Liberal? Sim, claro!

Nos últimos meses, para classificar Passos Coelho, tem-se usado muito a palavra ‘neoliberal’.

não sei bem o que é hoje um neoliberal.

sei que há pessoas com um pensamento mais liberal e outras que acreditam mais no estado.

e, não havendo ‘liberais puros’ nem ‘estatistas puros’ (não há ninguém que hoje defenda a liberalização ou a estatização a 100%), há diferenças de mentalidade entre uns e outros que não são de desprezar.

os ‘liberais’ querem facilitar a vida às empresas, considerando que são elas que dão emprego e criam riqueza; os ‘estatistas’ defendem que ao estado também compete um importante papel na vida económica.

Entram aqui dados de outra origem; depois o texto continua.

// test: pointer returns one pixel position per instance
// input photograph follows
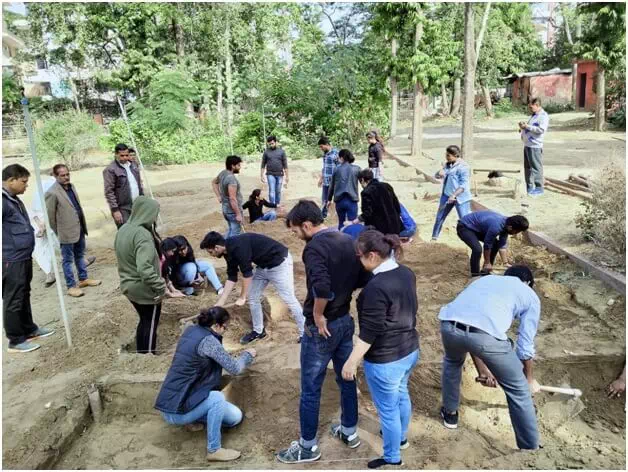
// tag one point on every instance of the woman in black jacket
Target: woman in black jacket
(388, 340)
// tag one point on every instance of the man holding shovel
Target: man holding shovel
(496, 301)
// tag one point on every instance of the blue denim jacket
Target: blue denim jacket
(456, 176)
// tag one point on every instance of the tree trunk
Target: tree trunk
(393, 95)
(600, 107)
(445, 104)
(417, 121)
(228, 77)
(469, 78)
(455, 101)
(487, 100)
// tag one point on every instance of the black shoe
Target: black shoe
(404, 444)
(381, 462)
(449, 420)
(252, 336)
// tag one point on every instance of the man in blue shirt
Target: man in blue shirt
(330, 162)
(496, 301)
(492, 229)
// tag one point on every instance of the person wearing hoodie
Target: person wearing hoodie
(137, 251)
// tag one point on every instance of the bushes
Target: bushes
(67, 137)
(603, 220)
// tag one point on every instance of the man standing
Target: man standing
(18, 242)
(496, 301)
(330, 162)
(493, 230)
(227, 189)
(532, 134)
(276, 164)
(273, 265)
(68, 222)
(333, 272)
(122, 184)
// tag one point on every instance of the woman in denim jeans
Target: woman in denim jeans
(190, 395)
(456, 189)
(388, 340)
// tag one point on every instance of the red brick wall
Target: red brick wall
(590, 69)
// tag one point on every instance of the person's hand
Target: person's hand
(321, 323)
(240, 301)
(349, 370)
(534, 386)
(616, 388)
(117, 217)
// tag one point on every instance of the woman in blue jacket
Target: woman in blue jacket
(456, 189)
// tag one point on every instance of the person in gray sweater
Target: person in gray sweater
(343, 188)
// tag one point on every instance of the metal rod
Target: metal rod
(31, 141)
(137, 152)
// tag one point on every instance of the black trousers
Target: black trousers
(16, 300)
(146, 334)
(471, 239)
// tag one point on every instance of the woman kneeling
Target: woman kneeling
(190, 393)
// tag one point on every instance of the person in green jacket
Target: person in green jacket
(137, 251)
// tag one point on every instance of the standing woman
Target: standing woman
(376, 154)
(456, 189)
(388, 340)
(343, 188)
(137, 251)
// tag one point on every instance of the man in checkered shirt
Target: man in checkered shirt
(330, 162)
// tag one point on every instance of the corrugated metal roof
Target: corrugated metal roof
(555, 71)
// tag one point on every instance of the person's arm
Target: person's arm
(216, 187)
(233, 201)
(212, 348)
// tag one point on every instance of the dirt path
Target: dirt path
(581, 343)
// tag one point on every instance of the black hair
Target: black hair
(215, 315)
(380, 243)
(304, 210)
(55, 169)
(518, 223)
(365, 175)
(232, 161)
(254, 194)
(346, 156)
(453, 150)
(14, 171)
(212, 239)
(523, 272)
(121, 147)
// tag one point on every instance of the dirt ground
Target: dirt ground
(581, 343)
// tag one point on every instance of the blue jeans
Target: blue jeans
(269, 216)
(215, 411)
(443, 211)
(74, 254)
(233, 227)
(346, 209)
(500, 358)
(316, 352)
(187, 272)
(325, 194)
(388, 384)
(274, 188)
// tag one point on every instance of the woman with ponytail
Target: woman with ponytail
(388, 341)
(190, 394)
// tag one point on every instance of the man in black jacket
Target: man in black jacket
(333, 272)
(380, 206)
(18, 242)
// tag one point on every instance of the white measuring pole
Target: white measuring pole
(31, 141)
(137, 152)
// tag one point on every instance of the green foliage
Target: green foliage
(67, 137)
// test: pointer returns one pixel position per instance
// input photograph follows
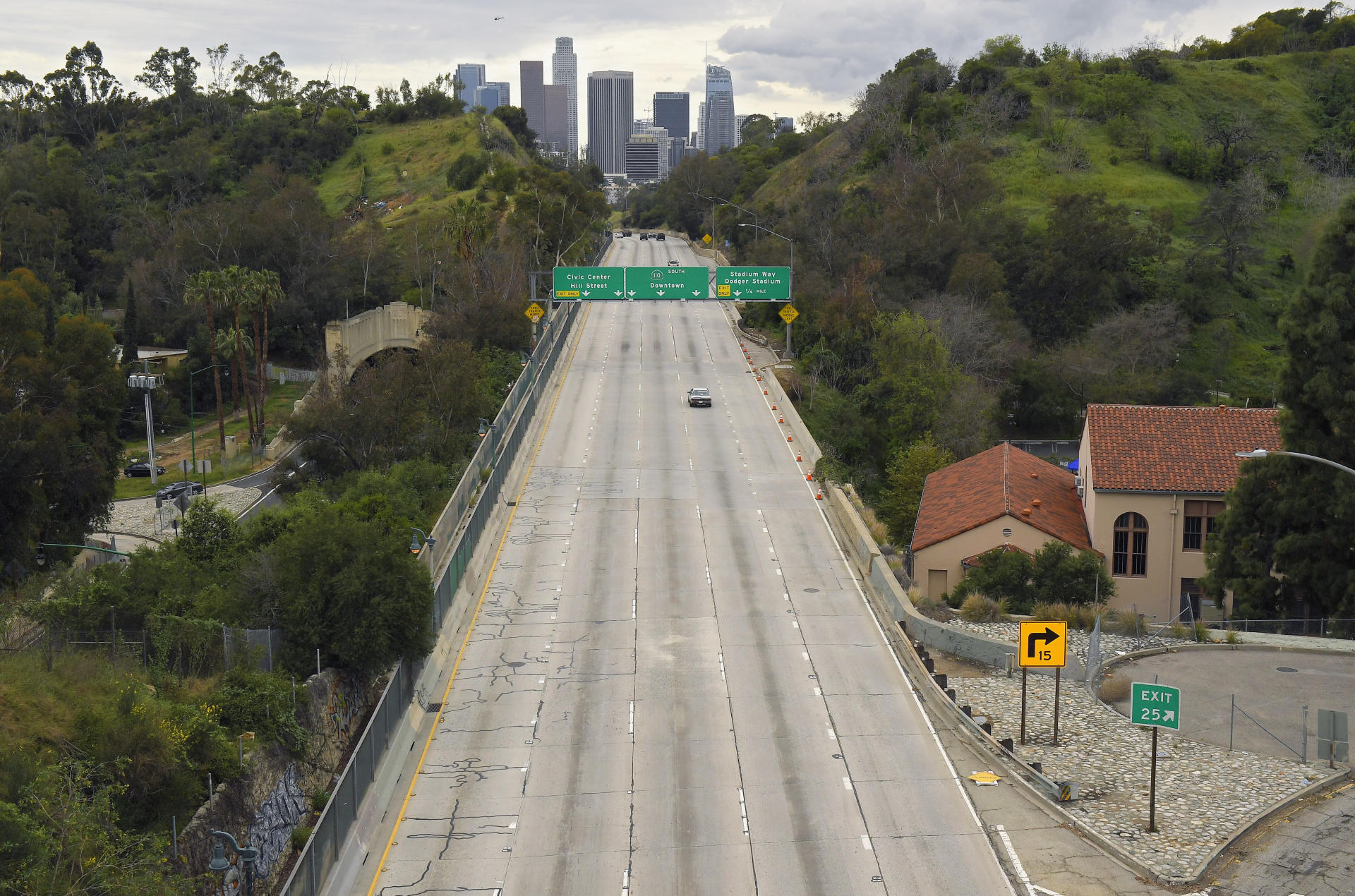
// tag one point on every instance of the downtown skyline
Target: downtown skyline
(788, 59)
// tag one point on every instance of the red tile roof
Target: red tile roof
(1000, 482)
(1160, 449)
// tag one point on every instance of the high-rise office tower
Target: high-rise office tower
(611, 110)
(471, 75)
(673, 113)
(564, 72)
(718, 119)
(487, 97)
(533, 95)
(556, 103)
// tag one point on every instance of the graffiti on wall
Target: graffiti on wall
(277, 818)
(344, 706)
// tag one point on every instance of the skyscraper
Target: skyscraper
(533, 95)
(564, 72)
(673, 113)
(471, 75)
(611, 110)
(556, 103)
(720, 131)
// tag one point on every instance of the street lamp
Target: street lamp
(193, 423)
(1262, 453)
(248, 857)
(414, 540)
(789, 353)
(148, 382)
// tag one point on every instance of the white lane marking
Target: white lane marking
(1016, 861)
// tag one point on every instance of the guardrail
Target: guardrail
(458, 534)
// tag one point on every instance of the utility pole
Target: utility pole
(148, 382)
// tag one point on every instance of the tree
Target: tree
(206, 288)
(351, 588)
(1289, 532)
(904, 480)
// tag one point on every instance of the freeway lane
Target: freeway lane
(674, 685)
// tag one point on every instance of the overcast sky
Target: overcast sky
(785, 57)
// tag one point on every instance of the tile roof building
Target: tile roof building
(1152, 482)
(1000, 498)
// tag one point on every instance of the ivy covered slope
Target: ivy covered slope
(984, 248)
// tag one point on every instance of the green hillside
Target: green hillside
(984, 248)
(406, 164)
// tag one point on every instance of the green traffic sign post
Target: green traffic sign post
(667, 282)
(1156, 706)
(580, 284)
(754, 284)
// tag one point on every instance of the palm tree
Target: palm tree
(225, 344)
(205, 286)
(239, 296)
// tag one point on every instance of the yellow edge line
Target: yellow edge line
(476, 615)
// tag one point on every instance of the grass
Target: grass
(406, 164)
(176, 445)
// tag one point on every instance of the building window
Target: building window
(1200, 523)
(1131, 555)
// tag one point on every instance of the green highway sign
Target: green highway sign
(575, 284)
(667, 282)
(1155, 706)
(754, 284)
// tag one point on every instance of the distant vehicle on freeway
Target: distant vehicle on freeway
(175, 490)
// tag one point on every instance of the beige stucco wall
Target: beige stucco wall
(948, 555)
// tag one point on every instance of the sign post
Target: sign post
(1041, 646)
(1156, 706)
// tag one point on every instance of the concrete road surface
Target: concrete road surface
(674, 685)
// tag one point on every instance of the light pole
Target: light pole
(148, 382)
(193, 422)
(248, 857)
(1260, 453)
(789, 353)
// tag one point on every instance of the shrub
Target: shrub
(980, 609)
(300, 835)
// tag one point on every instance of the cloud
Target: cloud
(789, 59)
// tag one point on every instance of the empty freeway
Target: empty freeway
(674, 684)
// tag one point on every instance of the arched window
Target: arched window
(1131, 556)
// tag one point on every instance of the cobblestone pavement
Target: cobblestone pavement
(138, 516)
(1203, 792)
(1113, 646)
(1309, 852)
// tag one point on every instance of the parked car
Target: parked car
(175, 490)
(141, 468)
(698, 397)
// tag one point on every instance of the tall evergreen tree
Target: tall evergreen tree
(131, 329)
(1289, 531)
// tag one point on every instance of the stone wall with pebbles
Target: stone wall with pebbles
(1203, 792)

os ‘liberais’ acham que o estado tem de ser ligeiro para não asfixiar a economia; os ‘estatistas’ acham que tem de ser forte para poder ser um bom regulador.

os ‘liberais’ defendem que deve haver menos impostos, porque cada cêntimo que vai para o estado é um cêntimo retirado à economia; os ‘estatistas’ são adeptos de mais impostos, considerando que o estado deve ter mais dinheiro para poder fazer obra social.

e assim sucessivamente.

há dez anos começo as minhas aulas na universidade católica colocando a seguinte pergunta: ‘por que razão portugal é um país atrasado?’.

e a resposta começa pela seguinte constatação: porque a sociedade civil nunca se autonomizou em relação ao poder do estado.

porque nunca se formou em portugal uma burguesia empreendedora e com vida própria.

no momento em que nos países hoje desenvolvidos se afirmava uma burguesia com iniciativa, autónoma, independente, em portugal a incipiente burguesia viveu sempre enfeudada ao estado central.

nunca se libertou dele.

e este foi o nosso fado até hoje.

a dependência do país em relação ao estado tem sempre estado na base do nosso atraso.

só que, se essa situação foi até agora possível – embora com as consequências conhecidas –, a partir de agora deixou de ser suportável.

por duas razões principais.

primeira: porque uma excessiva concentração de poder nas mãos do estado não é compatível com o nosso sistema de partidos.

os partidos tendem a usar a máquina do estado e as empresas públicas como coutada sua, o que produz grandes traumas sempre que o poder político muda de mãos.

ora isto só se resolve aligeirando o estado e dando mais força à sociedade civil.

segunda razão: porque num mercado aberto, e na era da globalização, a viabilização da economia passa pela existência de uma classe empresarial autónoma e empreendedora.

uma economia aberta não é compatível com uma cultura estatizante.

noutro plano (e noutra escala) os chineses entenderam isto muito bem quando inventaram a fórmula ‘um país, dois sistemas’.

eles perceberam que, num mundo global, sem iniciativa privada forte nenhuma economia pode desenvolver-se.

quando alguns socialistas dizem que o psd de passos coelho tem uma matriz liberal «que não está na tradição portuguesa», estão cheios de razão.

só que, sem quebrarmos essa tradição, não vamos a lado nenhum.

até hoje, sempre que em portugal se começou a formar um embrião de classe empresarial com alguma autonomia, veio uma crise ou uma revolução que lhe cortou as pernas.

agora não há opção: o país precisa de um choque liberal.

seja ele qual for, valerá sempre a pena: será uma lufada de ar fresco, uma machadada no poder centralista, um golpe no triste fado que tem sido o nosso.

sem um choque liberal, a nossa economia não terá qualquer futuro.